A lamp array 91 is shown with three lamps 90 in this embodiment. Another embodiment has eleven lamps 90 to evenly heat the workpiece 26. These are linear lamps, arranged above each other, but they could be circular bulbs and arranged in circular arrays or other configurations known to those skilled in the art. The lamps 90 are mounted in front of reflectors 92.

In this embodiment the lamps 90 are below the ribbon beam 24 trajectory, heating the workpiece 26 when it is in a vertical position. A horizontal heating orientation could be chosen so that the workpiece 26 could be declamped, mitigating backside damage. The lamps 90 could be above the ribbon beam 24, both above and below the ribbon beam 24, or could shine the heat onto the same place as the ribbon beam 24 hits the workpiece 26. Ion implantation is carried out using ribbon beam 24 in this embodiment, but the same process could be used with other forms of ion implantation. In one embodiment, lamps 90 heat workpiece 26 to between approximately 300° C. and 600° C.

Photoresist residue may coat lamps 90 during regular implants. This may not occur during hot implants because solid masks may be used, while polymer-based photoresist degrades above 100° C. To avoid this problem in some embodiments, the lamp array 91 may have covers for performing conventional room temperature implants, or may be mechanically moved so that vapor from photoresist outgassing cannot condense on lamps 90 or reflectors 92. The lamps 90 may be configured to be heated to burn off contamination deposited on lamps 90 and reflectors 92 in one embodiment. Alternatively, the temperature of the lamps 90 could be continuously maintained above the temperature at which the vapors condense in another embodiment.

Workpiece 26 is disposed on chuck 32. Chuck 32 is translated by scanner mechanism 93 in the direction 94 in this embodiment.

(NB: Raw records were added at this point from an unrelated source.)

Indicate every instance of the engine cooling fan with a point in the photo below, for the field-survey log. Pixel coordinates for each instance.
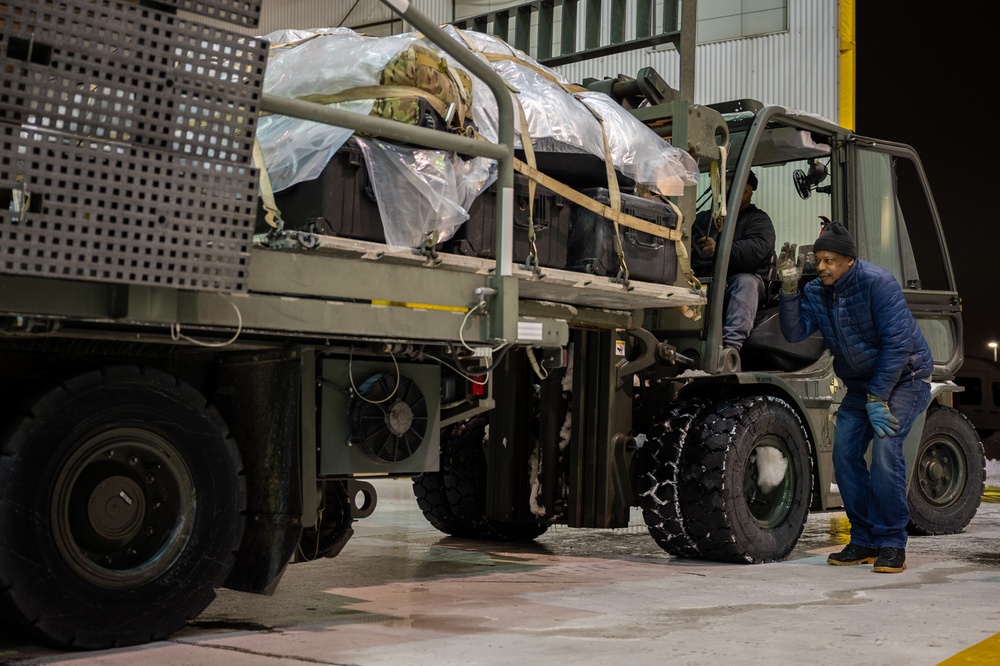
(388, 419)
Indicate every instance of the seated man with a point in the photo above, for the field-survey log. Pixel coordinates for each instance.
(750, 261)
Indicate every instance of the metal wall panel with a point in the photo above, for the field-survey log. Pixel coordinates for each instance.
(797, 68)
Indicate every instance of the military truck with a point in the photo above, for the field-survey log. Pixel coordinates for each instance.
(186, 408)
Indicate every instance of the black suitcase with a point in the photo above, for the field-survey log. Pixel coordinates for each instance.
(649, 258)
(341, 202)
(578, 170)
(477, 237)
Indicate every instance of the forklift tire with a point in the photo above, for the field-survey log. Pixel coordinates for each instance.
(659, 459)
(121, 500)
(465, 484)
(746, 480)
(949, 475)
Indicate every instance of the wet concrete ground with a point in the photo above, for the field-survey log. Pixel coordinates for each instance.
(403, 593)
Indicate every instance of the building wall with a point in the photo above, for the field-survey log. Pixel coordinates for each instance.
(796, 67)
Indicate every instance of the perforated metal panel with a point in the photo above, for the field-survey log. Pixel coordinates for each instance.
(127, 136)
(242, 12)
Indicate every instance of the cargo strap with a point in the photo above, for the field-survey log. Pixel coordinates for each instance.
(614, 194)
(582, 200)
(271, 213)
(531, 262)
(374, 92)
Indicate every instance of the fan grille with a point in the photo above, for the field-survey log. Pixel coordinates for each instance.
(388, 421)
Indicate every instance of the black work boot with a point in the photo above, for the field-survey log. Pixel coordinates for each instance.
(852, 555)
(890, 560)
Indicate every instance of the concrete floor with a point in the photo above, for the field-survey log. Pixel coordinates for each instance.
(403, 593)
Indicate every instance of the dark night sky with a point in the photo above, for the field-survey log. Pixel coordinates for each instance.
(924, 77)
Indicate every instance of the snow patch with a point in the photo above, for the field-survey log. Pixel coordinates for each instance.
(771, 467)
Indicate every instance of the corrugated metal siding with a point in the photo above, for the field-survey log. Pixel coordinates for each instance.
(797, 68)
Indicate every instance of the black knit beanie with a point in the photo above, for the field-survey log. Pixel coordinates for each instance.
(836, 238)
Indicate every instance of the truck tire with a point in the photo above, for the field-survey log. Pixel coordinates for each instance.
(659, 460)
(335, 528)
(465, 484)
(432, 498)
(949, 475)
(121, 496)
(746, 480)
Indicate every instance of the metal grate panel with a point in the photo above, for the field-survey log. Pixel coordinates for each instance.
(127, 139)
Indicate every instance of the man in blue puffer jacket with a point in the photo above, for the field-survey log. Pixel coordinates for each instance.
(883, 359)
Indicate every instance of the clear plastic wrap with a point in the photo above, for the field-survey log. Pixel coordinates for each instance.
(440, 187)
(424, 194)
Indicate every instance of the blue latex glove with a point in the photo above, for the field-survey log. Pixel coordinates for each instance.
(884, 423)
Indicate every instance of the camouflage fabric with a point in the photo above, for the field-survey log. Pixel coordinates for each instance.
(420, 67)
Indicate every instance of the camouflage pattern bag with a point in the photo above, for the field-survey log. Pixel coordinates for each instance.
(446, 102)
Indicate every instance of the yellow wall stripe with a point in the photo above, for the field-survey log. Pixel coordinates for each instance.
(848, 53)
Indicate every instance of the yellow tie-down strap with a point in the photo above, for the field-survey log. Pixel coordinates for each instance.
(598, 208)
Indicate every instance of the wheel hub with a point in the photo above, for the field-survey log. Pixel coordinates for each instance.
(119, 507)
(116, 509)
(940, 472)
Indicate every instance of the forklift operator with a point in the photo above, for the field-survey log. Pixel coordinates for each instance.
(750, 262)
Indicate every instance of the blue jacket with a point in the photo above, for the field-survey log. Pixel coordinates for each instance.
(867, 325)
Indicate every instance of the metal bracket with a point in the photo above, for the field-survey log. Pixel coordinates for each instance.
(652, 351)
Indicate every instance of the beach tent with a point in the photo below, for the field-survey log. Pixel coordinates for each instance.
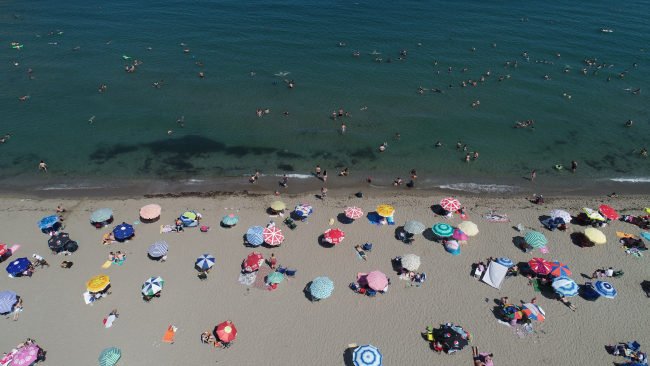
(494, 274)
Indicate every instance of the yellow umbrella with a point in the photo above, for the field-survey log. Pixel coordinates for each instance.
(595, 235)
(98, 283)
(385, 210)
(468, 228)
(278, 205)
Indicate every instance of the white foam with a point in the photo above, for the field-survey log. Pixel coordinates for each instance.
(480, 188)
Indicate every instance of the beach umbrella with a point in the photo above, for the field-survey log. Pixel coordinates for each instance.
(468, 228)
(533, 312)
(450, 204)
(226, 331)
(47, 222)
(278, 206)
(25, 357)
(98, 283)
(255, 235)
(230, 219)
(18, 265)
(101, 215)
(304, 210)
(321, 288)
(565, 286)
(535, 239)
(353, 212)
(411, 262)
(540, 265)
(158, 249)
(334, 236)
(443, 230)
(123, 231)
(561, 214)
(253, 262)
(109, 356)
(152, 286)
(377, 280)
(452, 247)
(505, 262)
(150, 212)
(605, 289)
(275, 277)
(273, 235)
(593, 214)
(205, 261)
(559, 270)
(595, 235)
(385, 210)
(414, 227)
(7, 301)
(367, 355)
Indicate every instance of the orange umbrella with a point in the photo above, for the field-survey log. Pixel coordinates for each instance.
(150, 212)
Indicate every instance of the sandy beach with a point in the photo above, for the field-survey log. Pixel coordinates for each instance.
(283, 326)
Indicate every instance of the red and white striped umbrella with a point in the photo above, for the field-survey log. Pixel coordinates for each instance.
(334, 236)
(450, 204)
(353, 212)
(273, 235)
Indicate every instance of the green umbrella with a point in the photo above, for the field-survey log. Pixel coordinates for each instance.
(442, 229)
(110, 356)
(535, 239)
(275, 277)
(230, 219)
(414, 227)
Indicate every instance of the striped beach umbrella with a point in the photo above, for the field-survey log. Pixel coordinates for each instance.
(353, 212)
(205, 261)
(414, 227)
(254, 235)
(565, 286)
(158, 249)
(321, 288)
(505, 262)
(7, 301)
(367, 355)
(273, 235)
(450, 204)
(152, 286)
(304, 210)
(443, 230)
(605, 289)
(109, 356)
(535, 239)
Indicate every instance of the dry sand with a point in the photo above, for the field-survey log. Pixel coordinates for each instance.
(282, 327)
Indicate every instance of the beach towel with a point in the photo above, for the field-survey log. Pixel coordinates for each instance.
(169, 334)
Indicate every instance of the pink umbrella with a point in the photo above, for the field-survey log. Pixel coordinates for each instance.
(26, 356)
(460, 235)
(353, 212)
(273, 235)
(450, 204)
(377, 280)
(334, 236)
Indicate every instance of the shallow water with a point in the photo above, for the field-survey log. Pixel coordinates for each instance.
(223, 136)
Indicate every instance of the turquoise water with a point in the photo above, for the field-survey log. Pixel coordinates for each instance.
(223, 136)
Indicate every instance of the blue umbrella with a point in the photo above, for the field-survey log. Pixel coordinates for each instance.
(565, 286)
(205, 261)
(17, 266)
(254, 235)
(123, 231)
(505, 262)
(605, 289)
(7, 301)
(367, 355)
(48, 222)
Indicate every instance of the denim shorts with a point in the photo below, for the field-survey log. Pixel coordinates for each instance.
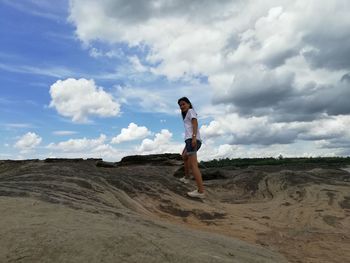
(189, 149)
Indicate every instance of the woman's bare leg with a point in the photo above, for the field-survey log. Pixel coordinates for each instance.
(193, 163)
(186, 164)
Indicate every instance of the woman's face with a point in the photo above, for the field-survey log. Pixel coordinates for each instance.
(184, 106)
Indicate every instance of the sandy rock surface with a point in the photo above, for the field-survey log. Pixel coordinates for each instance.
(60, 210)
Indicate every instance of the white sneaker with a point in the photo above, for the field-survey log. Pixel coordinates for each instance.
(197, 194)
(184, 180)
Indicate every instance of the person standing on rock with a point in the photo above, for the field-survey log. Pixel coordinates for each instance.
(192, 144)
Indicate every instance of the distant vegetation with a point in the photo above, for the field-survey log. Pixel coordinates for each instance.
(244, 162)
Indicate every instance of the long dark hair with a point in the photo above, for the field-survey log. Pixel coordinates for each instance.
(185, 99)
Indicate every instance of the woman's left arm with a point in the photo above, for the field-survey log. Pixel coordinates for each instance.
(194, 132)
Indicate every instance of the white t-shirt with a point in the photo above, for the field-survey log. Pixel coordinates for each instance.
(191, 114)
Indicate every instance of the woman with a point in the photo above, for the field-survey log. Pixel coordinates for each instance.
(193, 143)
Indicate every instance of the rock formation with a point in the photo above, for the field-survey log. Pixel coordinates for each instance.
(136, 210)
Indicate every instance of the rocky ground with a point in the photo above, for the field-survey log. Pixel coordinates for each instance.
(74, 210)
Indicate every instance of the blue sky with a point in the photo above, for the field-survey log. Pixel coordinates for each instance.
(102, 78)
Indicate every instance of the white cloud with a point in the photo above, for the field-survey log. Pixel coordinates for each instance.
(162, 143)
(133, 132)
(64, 133)
(81, 98)
(78, 145)
(28, 142)
(282, 77)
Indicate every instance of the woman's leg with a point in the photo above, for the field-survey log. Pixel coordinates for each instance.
(193, 163)
(186, 164)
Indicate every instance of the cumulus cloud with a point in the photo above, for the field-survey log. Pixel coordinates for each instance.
(272, 64)
(81, 98)
(133, 132)
(86, 148)
(28, 142)
(162, 143)
(78, 145)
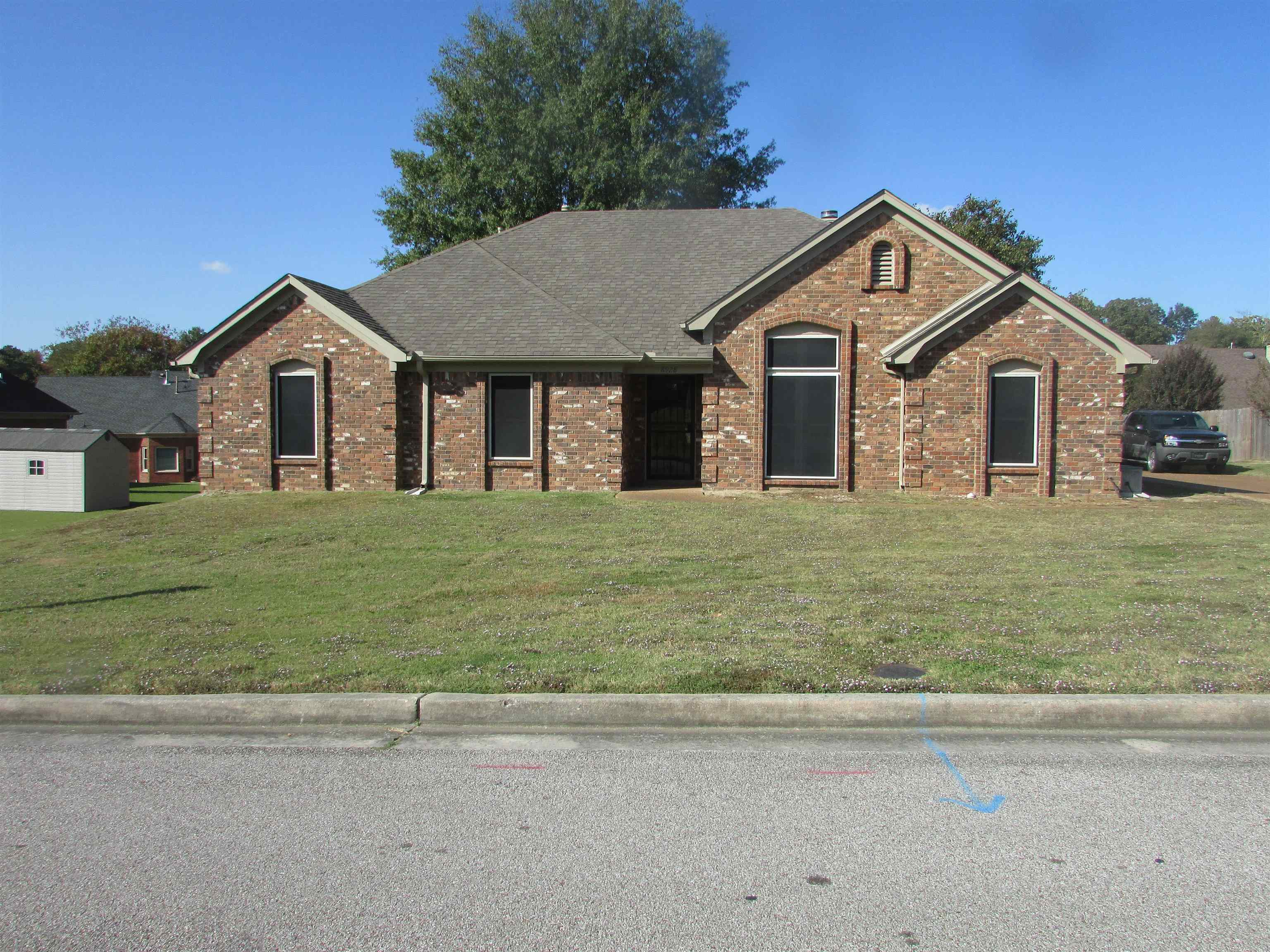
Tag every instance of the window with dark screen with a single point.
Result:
(803, 407)
(510, 417)
(295, 410)
(1012, 418)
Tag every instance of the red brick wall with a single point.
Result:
(1081, 400)
(577, 433)
(357, 397)
(943, 414)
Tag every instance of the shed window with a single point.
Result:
(803, 405)
(295, 410)
(882, 266)
(511, 417)
(167, 460)
(1012, 414)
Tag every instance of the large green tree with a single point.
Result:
(1244, 331)
(1184, 380)
(594, 103)
(991, 226)
(1140, 319)
(121, 347)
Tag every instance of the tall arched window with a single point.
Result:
(295, 410)
(803, 403)
(1014, 413)
(882, 266)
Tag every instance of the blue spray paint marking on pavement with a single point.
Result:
(971, 803)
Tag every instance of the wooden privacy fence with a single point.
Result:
(1248, 429)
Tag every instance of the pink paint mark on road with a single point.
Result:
(841, 774)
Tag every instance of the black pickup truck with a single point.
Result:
(1169, 440)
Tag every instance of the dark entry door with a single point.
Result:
(671, 428)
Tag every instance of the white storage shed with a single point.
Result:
(63, 471)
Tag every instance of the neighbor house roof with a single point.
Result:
(18, 398)
(50, 441)
(1237, 370)
(909, 347)
(130, 405)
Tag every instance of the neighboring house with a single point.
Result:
(1237, 366)
(63, 471)
(26, 405)
(729, 348)
(154, 417)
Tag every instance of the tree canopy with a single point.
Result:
(594, 103)
(1140, 319)
(988, 225)
(1184, 380)
(121, 347)
(1244, 331)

Direction 94 will move workpiece 26 and chuck 32 from the path of ribbon beam 24 to a position used for heating by lamp array 91.

The terms and expressions which have been employed herein are used as terms of description and not of limitation. There is no intention in the use of such terms and expressions of excluding any equivalents of the features shown and described (or portions thereof), and it is recognized that various modifications are possible within the scope of the claims. Other modifications, variations, and alternatives are also possible. Accordingly, the foregoing description is by way of example only and is not intended as limiting.